Walkers following the Riverside Walk through Chesworth Farm may have noticed changes along the farm track.  Part of the hedge has been laid in traditional style - it was done by a local expert Peter Tunks with the help of the Countryside Wardens.

There are several reasons for doing this type of work:  It produces a thick hedge which provides more of a barrier while being extremely good for wildlife - thick hedges provide great nesting sites for birds in particular.  It also benefits the health of the plant species growing in the hedge (otherwise they become very leggy) and encourages wild flowers and grasses along the hedgerow.

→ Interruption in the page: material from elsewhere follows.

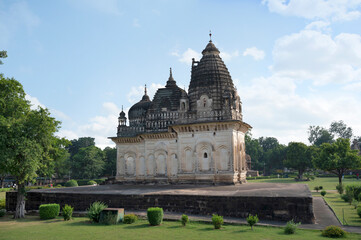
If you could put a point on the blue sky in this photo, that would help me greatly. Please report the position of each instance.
(295, 63)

Although the trees in the hedge are trimmed quite severely, and are cut for laying, they are able to survive and will sprout new shoots from the laid stems in the Spring.  In the future this new growth will be trimmed at around 5 - 6 feet height to keep the hedgerow thick and dense.  There are a variety of methods of hedge laying from different parts of the country and this has been done in the local 'Southern' style, using hazel stakes to support the laid hedge and hazel 'binders' woven along the top of the hedge to keep the laid trees in position in the future.
The best time for this work is during the winter (outside bird nesting season and dry summer months) and we will be back next winter to complete this line of hedgerow.  The Countryside Wardens aim to lay as many of the hedges around the Farm as possible. Some hedgerows have already been laid in recent years, but others have become too mature to lay.  These contain over-mature trees and shrubs which will now have to be coppiced (with some good specimens retained).

We have a volunteer task hedge coppicing at Chesworth on Saturday 12 March (10.00am to 1.00pm) - everyone welcome, all tools (and tea and biscuits) provided, no experience necessary.